The Washington-based lender terminated its $532 million loan agreement on Nov. 30 after Congo failed to publish sufficient detail of a 2011 asset sale by state-owned copper miner Gecamines to a company associated with Israeli billionaire Dan Gertler. Congo wants to settle the dispute and begin a new program with the fund, Prime Minister Matata Ponyo told reporters today in the capital, Kinshasa.
“We agree that the question of the contract that brought down our relationship needs to be resolved,” he said. “There will be bilateral discussions between experts of the International Monetary Fund and the DRC so we can end this and propose a basis for a new beginning.”
Congo had the lowest per capita gross domestic product in the world last year, according to IMF data adjusted for purchasing power. The premature end to the three-year loan program, which was meant to promote growth and reduce poverty, cost Congo about $225 million, according to the IMF.
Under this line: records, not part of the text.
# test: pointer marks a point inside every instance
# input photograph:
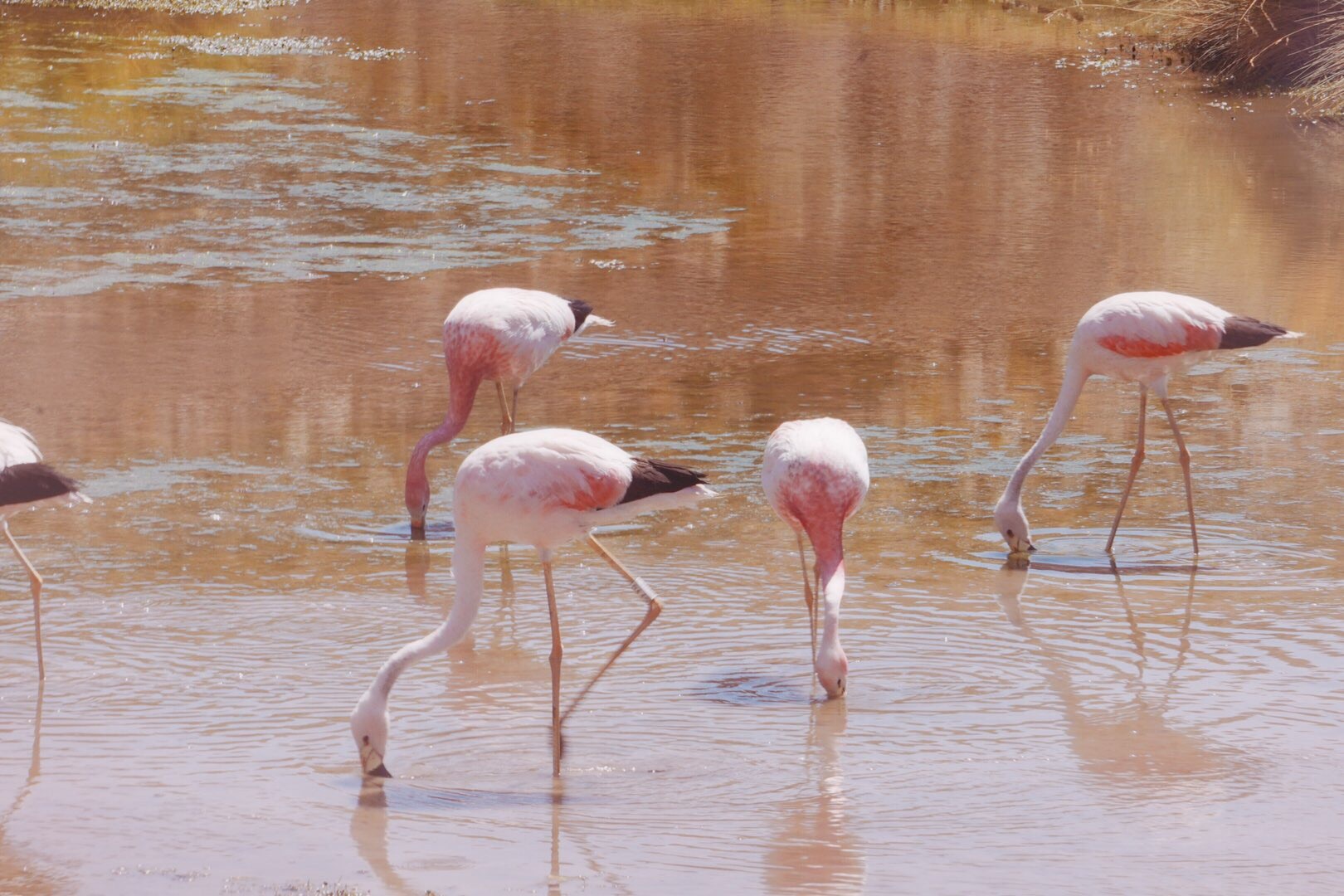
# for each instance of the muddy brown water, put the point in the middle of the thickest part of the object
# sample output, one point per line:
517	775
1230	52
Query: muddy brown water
226	246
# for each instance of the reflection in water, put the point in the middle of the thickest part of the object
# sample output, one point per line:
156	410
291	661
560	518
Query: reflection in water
813	846
1132	746
908	260
368	830
17	871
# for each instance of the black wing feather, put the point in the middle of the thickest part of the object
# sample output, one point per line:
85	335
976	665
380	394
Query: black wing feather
28	483
581	312
1244	332
655	477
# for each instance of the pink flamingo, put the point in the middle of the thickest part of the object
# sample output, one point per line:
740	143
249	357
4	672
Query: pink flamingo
27	483
502	334
816	476
542	488
1137	338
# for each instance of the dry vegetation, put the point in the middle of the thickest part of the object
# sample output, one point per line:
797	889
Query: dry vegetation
1298	45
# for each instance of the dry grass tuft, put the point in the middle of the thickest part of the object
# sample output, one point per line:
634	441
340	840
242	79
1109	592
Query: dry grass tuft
1253	43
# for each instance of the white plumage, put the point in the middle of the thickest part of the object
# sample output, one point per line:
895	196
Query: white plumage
541	488
816	476
498	334
1137	338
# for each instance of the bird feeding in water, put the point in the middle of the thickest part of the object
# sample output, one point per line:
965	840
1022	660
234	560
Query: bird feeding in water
1137	338
27	483
542	488
503	334
816	476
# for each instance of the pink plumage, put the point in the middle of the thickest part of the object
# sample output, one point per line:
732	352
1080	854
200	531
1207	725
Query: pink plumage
542	488
498	334
816	476
1136	338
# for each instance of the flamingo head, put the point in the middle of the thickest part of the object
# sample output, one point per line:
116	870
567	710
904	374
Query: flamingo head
368	726
832	670
1012	527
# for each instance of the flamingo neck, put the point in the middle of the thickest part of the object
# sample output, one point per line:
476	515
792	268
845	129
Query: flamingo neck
461	397
832	590
1074	381
830	548
470	575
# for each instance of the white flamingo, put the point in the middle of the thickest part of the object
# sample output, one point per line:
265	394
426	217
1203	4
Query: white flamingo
503	334
542	488
816	476
1137	338
27	483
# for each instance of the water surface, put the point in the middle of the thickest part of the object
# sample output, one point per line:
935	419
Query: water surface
226	245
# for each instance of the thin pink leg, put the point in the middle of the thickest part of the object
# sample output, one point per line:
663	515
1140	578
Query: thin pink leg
1185	466
655	609
35	582
505	418
557	655
1133	465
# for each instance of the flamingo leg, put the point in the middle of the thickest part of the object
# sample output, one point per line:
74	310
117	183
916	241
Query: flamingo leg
1185	466
644	592
808	598
557	653
505	418
1133	465
35	583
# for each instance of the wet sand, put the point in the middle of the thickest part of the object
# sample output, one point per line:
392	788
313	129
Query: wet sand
226	245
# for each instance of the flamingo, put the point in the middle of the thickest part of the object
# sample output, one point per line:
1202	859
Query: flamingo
816	476
542	488
1136	338
27	483
502	334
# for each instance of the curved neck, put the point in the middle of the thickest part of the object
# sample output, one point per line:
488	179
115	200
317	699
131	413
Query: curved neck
470	575
1074	381
461	397
832	590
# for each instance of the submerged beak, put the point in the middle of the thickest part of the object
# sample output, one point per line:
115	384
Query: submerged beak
371	762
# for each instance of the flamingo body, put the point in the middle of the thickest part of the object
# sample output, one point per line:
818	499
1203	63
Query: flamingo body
816	476
1137	338
542	488
1146	338
27	483
498	334
550	486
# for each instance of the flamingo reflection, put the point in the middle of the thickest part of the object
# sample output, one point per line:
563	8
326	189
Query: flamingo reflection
1135	742
815	850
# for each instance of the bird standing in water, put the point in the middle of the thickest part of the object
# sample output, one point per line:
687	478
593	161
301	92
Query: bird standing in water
1137	338
542	488
816	476
27	483
503	334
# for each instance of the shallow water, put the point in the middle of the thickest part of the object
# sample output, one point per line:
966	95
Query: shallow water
226	246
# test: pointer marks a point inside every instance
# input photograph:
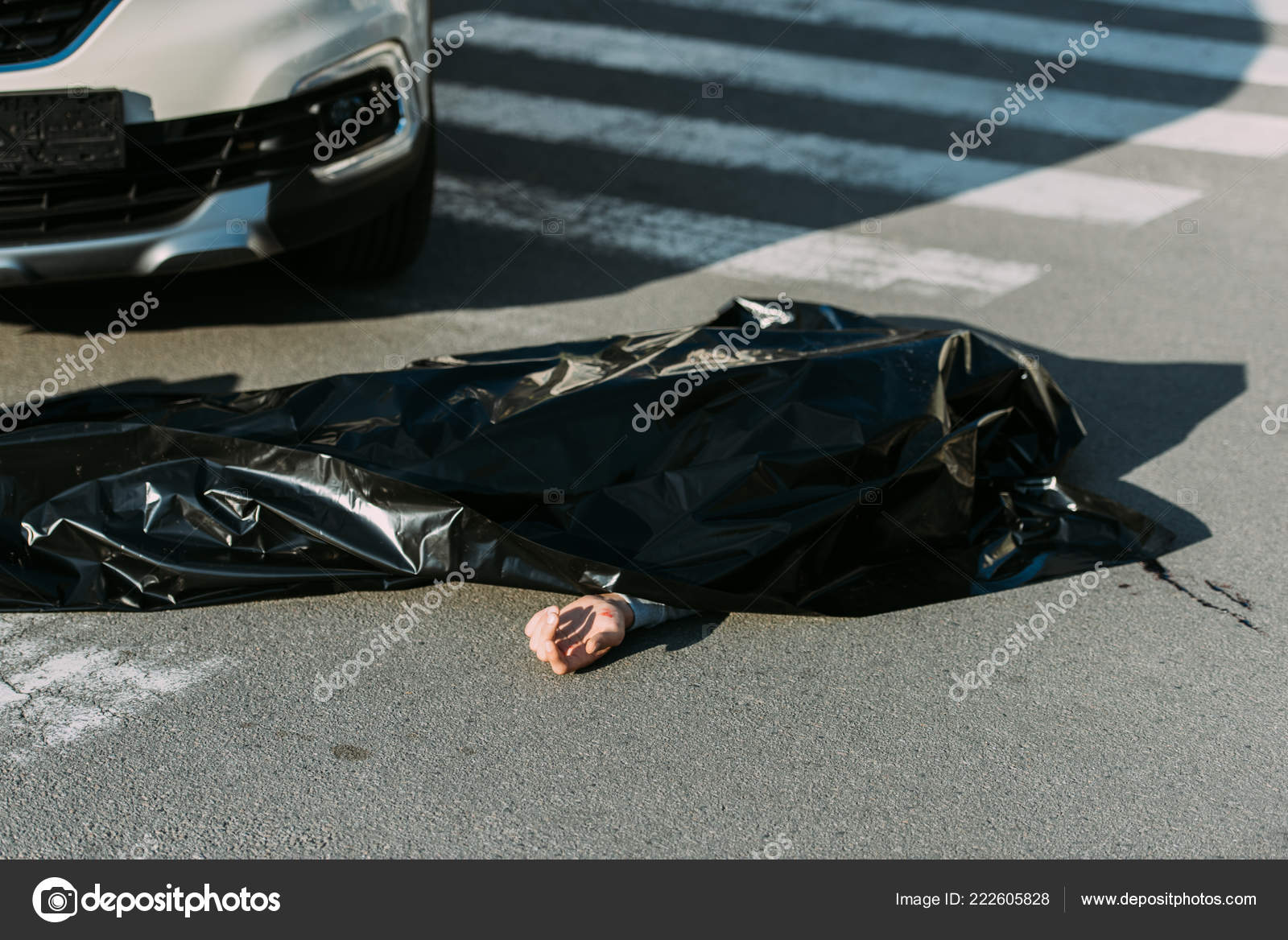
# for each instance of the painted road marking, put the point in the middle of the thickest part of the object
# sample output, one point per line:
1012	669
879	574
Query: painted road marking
1001	186
733	246
1063	111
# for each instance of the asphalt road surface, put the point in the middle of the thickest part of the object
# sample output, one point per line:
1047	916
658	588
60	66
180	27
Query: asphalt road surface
609	167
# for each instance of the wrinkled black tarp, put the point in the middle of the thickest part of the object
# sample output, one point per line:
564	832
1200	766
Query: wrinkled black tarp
835	465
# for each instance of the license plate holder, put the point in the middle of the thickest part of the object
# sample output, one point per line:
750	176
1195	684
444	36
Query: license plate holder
61	133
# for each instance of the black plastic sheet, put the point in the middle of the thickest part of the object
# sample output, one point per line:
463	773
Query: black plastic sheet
792	461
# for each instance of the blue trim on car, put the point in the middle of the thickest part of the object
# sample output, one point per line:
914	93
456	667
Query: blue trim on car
72	47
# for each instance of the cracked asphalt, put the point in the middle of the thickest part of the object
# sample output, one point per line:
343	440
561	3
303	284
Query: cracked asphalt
1150	721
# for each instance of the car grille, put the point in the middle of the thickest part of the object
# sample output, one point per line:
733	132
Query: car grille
171	167
34	30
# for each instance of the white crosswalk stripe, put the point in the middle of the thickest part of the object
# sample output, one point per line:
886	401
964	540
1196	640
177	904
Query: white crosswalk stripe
1127	47
1062	111
55	692
1046	193
733	246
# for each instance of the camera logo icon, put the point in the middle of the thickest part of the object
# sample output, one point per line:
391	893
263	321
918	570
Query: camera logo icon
55	901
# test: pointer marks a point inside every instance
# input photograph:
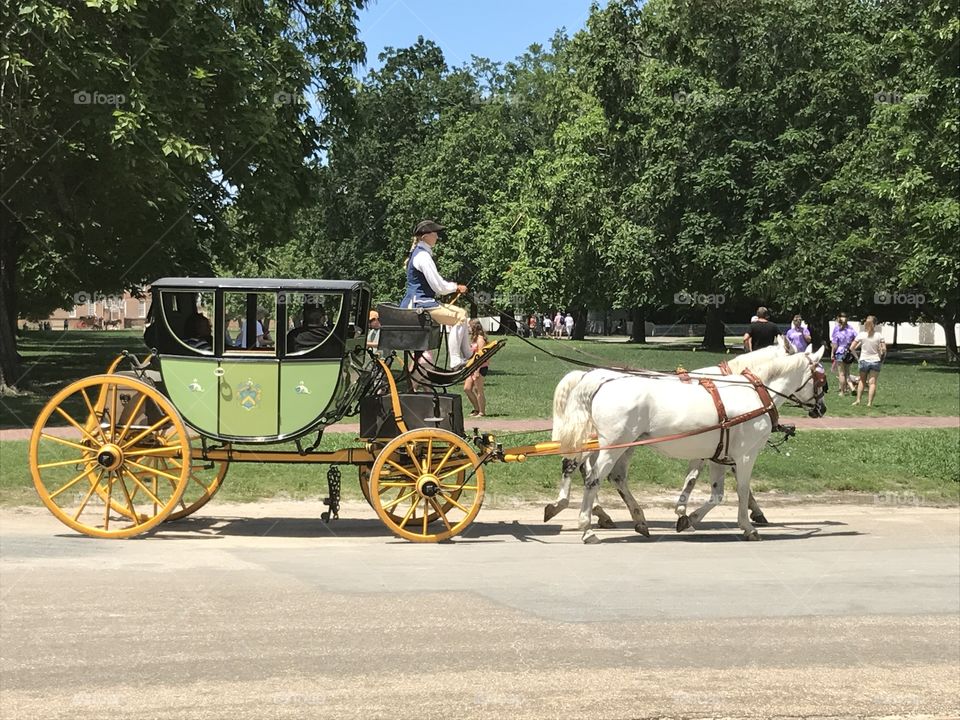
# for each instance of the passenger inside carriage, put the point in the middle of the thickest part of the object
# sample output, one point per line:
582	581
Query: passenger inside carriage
313	332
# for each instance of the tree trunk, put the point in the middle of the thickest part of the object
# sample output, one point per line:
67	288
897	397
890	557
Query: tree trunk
9	251
639	332
949	324
713	333
579	323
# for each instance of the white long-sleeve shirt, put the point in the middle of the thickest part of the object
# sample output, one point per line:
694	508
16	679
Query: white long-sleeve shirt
425	264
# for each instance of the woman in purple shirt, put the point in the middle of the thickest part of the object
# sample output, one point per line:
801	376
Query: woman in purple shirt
840	340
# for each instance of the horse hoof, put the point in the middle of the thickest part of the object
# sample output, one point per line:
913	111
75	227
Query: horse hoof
605	522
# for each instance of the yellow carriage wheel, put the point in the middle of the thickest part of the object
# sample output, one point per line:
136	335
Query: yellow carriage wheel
206	478
433	516
90	456
422	473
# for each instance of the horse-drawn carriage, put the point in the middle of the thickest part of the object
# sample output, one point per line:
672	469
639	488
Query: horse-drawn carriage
152	441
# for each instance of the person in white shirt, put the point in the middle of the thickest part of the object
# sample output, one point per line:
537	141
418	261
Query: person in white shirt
424	284
873	350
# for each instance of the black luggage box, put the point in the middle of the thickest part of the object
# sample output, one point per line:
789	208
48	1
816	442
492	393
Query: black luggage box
418	409
403	329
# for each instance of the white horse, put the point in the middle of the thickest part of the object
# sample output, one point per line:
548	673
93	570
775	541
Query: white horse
622	409
780	348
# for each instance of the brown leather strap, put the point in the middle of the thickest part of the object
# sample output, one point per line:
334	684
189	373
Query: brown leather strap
769	406
720	454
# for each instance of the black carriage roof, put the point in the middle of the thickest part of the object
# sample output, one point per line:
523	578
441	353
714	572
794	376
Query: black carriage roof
254	284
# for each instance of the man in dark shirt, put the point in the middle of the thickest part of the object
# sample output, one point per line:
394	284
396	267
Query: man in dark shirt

The Central African country produces about half the world’s cobalt and about 3 percent of its copper and has large deposits of gold, coltan, tin and diamonds.
Under the terms of its accord with the IMF, the government agreed to publish all contracts related to oil, mining and forestry to improve transparency in its revenue collection from those industries.
The IMF canceled the program when the government did not provide enough detail of Gecamines’ June 2011 sale of its 25 percent in the Comide Sprl copper project to Gertler’s Straker International Corp. The deal was one of five sales in 2011 by Congo’s state-owned mining companies to Gertler that the IMF questioned amid concerns about how the country was managing its mining industry.
In December, Gertler sold Straker’s stakes in Comide to London-listed Eurasian Natural Resources Corp. along with his shareholdings in several other properties for $550 million.
There will be a meeting in Kinshasa about the Comide contract “when the authorities are ready,” Oscar Melhado, the IMF’s resident representative in Congo, said in an e-mailed response to questions.
Ponyo said he met with IMF managing director Christine Lagarde twice in Washington last week to discuss mining governance and the possibility of a new loan agreement.